満足度★★★
人間と動物
野毛山動物園の中の広場での野外公演で、子供や動物の声が響く中で、動物園のイベントでありがちな可愛く楽しいものでなはく、シリアスなパフォーマンスが繰り広げられました。
空高く投げて落ちてきたソーセージを奪い合う3人のシーンに続いて「こうして僕達は動物を奪い合って来たのです」との台詞があり、次にお互いが頭に被っているビニール袋を払い落とし、「見ないの?」と詰問するシーン、袋を奪い取って「何が入っているの?」と訪ねるシーンが続き、食べ物としてパッケージングされた動物と人間の関係がダンス的ではない暴力的な動きを通して描かれていました。次にシューベルトの『アヴェ・マリア』が流れる中を柔らかな動きで踊ったて平穏な雰囲気になり、ペットの犬とのエピソードが各ダンサーや録音で多重的に語られ、最後はシャボン玉を吹いて希望を感じさせる終わり方でした。

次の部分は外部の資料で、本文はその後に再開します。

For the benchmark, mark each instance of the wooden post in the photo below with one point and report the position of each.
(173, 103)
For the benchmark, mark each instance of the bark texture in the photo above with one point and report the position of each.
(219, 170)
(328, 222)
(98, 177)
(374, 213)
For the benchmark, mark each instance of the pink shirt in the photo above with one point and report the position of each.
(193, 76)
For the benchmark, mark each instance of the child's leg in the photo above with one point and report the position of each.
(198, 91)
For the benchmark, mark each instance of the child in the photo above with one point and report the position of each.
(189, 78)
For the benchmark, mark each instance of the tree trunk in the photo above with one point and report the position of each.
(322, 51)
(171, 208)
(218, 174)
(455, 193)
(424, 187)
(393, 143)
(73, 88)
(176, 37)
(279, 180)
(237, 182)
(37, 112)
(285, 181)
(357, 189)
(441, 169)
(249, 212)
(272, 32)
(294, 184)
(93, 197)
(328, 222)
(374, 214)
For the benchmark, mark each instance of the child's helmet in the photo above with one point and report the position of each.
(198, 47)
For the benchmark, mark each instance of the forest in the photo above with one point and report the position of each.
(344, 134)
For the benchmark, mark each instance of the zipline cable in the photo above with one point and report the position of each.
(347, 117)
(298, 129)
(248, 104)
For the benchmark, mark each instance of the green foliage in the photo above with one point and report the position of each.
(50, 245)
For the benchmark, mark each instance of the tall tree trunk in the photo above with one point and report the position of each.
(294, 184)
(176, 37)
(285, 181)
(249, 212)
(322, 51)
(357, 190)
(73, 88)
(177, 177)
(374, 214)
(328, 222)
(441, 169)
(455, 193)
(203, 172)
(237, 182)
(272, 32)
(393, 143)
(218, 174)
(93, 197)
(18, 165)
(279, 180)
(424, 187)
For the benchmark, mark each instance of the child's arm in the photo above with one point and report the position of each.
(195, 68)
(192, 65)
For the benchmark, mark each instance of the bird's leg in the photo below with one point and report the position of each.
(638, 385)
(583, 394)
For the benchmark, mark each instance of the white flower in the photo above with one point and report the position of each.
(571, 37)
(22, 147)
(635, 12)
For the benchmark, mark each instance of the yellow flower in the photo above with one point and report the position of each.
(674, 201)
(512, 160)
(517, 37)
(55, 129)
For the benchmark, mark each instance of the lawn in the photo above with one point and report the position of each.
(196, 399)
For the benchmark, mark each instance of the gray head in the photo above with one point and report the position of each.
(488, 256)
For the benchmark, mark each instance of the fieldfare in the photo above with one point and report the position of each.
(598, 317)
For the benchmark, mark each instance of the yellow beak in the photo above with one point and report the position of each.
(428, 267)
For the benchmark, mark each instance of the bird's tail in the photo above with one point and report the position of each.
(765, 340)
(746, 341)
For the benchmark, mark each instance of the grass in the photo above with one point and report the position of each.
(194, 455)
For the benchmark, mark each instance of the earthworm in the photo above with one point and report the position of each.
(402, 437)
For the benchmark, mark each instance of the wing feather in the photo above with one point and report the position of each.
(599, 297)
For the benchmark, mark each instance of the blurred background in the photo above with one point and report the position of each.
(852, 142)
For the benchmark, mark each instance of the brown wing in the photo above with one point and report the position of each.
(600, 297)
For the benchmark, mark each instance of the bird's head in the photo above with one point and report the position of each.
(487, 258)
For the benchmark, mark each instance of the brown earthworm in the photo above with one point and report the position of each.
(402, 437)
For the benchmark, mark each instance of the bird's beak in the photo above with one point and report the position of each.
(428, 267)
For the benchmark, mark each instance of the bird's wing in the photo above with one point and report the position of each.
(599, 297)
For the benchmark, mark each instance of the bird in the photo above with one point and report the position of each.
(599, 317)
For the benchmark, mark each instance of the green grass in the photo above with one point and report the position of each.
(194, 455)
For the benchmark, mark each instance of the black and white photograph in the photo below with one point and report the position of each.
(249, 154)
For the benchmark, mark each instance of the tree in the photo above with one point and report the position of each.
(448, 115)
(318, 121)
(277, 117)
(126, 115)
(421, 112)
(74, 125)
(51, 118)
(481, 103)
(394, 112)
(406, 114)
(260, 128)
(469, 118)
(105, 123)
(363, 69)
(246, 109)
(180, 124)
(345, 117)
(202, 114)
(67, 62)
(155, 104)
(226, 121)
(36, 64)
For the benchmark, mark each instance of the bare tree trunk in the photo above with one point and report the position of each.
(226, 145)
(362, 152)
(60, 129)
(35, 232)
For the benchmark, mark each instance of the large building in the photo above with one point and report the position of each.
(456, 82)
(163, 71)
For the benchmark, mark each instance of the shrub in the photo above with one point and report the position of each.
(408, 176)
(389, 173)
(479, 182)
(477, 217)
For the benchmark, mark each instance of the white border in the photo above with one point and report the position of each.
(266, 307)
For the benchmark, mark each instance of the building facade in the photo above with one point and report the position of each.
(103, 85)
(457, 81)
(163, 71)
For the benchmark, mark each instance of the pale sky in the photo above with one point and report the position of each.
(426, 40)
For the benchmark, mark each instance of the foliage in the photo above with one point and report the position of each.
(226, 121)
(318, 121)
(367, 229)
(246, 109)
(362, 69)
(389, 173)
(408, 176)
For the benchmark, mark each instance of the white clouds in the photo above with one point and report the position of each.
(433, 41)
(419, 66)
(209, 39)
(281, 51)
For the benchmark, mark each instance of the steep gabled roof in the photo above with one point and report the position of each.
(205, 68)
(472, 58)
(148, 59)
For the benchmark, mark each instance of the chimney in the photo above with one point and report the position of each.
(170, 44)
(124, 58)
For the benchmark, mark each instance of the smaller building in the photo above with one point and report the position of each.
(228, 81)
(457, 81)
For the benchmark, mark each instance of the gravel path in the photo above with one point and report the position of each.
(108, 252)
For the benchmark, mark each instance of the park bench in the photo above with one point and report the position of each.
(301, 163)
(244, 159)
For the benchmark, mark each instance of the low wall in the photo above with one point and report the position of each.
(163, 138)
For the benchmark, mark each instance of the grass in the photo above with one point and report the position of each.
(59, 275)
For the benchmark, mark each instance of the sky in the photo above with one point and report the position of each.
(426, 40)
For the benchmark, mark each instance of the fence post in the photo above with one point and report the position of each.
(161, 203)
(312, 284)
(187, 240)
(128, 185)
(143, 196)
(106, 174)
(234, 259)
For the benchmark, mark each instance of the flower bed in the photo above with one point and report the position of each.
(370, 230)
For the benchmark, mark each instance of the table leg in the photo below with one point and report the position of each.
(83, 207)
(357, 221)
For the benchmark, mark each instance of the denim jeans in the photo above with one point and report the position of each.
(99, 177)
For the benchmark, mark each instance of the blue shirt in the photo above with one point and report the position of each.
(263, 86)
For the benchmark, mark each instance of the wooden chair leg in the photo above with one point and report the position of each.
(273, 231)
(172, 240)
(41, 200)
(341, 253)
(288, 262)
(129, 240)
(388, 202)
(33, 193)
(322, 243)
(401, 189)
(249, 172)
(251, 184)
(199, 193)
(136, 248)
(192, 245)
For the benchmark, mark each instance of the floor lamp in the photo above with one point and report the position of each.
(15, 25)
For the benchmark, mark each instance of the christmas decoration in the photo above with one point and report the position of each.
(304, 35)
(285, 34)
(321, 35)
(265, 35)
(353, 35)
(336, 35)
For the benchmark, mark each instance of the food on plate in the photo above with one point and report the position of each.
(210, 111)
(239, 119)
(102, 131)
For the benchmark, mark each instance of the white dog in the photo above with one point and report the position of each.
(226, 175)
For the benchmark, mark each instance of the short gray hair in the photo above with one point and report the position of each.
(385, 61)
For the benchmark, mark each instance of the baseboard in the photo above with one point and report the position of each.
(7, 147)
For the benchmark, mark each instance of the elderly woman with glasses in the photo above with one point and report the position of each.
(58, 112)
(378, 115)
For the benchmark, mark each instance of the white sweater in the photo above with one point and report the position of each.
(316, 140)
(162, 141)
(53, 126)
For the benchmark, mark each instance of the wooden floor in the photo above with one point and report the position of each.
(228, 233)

劇場では凝縮されたエネルギーとして感じられるであろう表現が屋外空間だと拡散した印象になっていたのが、少々残念でした。
抽象的な表現でありながら人間と動物の関係を考えさせるメッセージが比較的分かり易く表現されていて、アフタートークでも解説があったりと、普段コンテンポラリーなパフォーマンスを観ない人にもコンタクトしようとする姿勢が印象に残りました。